In your article you questioned whether or not this was worth it...Thomas Doerflein's investment into saving Knut only to have him die after 4 years. Ask any parent or pet owner if their time and energy was worth it, and I bet you would be challenged to find anyone who said it was not. Love gives, and it receives in return. It is so obvious that the two loved each other and had a special bond. The bigger questions revolve around the ethics of the zoo and the politics and red tape behind their decision to separate Thomas from Knut. Is it ethical to take a wild animal, cage it up,and force it to inbreed? Is it ethical to separate two beings from one another that truly love one another and are there to care for one another? Thomas dedicated two year to saving Knut's life and raising him. Knut obviously gave much joy and love back in return.

Perhaps we need not ask whether or not it was "worth it" to save Knut, but was it ethical to put so much stress on both Knut and Thomas Doerflein?

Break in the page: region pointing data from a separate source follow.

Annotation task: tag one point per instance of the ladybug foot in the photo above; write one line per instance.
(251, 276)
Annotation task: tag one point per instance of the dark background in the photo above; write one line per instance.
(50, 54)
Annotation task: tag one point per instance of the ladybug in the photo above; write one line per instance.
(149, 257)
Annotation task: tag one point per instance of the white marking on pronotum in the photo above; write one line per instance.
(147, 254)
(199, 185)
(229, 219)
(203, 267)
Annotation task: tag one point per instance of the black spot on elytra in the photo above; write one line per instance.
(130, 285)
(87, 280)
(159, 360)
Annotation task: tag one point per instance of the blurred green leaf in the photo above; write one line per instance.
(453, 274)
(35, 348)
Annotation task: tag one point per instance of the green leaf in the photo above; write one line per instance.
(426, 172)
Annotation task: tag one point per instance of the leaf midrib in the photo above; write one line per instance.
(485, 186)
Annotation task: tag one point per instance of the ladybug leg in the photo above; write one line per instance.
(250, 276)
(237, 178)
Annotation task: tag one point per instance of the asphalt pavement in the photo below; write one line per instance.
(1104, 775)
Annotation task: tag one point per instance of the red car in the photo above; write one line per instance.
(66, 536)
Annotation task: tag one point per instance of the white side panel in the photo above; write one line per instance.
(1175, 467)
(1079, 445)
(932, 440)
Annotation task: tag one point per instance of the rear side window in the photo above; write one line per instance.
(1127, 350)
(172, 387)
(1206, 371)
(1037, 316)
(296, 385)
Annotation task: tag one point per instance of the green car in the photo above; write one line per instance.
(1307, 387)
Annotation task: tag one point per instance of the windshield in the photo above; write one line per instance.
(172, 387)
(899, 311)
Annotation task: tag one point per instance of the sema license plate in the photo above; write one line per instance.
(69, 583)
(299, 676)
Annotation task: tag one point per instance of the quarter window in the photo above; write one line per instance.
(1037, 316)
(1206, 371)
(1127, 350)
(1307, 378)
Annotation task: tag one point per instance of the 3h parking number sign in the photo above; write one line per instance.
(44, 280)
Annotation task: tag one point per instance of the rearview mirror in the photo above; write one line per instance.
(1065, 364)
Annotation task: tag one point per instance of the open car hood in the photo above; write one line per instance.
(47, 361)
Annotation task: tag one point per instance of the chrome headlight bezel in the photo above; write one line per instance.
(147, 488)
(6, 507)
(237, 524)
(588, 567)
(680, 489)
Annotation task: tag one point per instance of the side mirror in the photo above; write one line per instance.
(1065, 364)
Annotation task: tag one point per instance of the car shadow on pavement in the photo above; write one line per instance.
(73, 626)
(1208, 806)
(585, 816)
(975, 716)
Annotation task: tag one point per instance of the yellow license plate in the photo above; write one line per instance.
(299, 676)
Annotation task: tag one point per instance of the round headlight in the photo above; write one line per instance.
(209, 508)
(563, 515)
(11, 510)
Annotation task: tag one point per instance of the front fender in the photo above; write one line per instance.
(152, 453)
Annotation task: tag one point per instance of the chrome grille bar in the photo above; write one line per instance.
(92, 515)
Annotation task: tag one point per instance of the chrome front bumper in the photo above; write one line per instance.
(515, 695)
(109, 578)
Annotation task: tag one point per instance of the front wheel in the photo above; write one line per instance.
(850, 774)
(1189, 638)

It is not uncommon for dogs to die after their owners die, or for spouses to die within a year or two of one another. When parents lose their children, they often lose their reason to live.

I believe Knut and Thomas Doerflein are reunited in the afterlife in a place and realm where politics and red tape cannot separate their eternal bond. Shame on zoos for inbreeding. Shame on zoos for separating Thomas and Knut. Shame on us for capturing wild animals and sticking them in zoos in the first place. Shame on us for not recognizing how unique, loving, and intelligent animals are in the first place.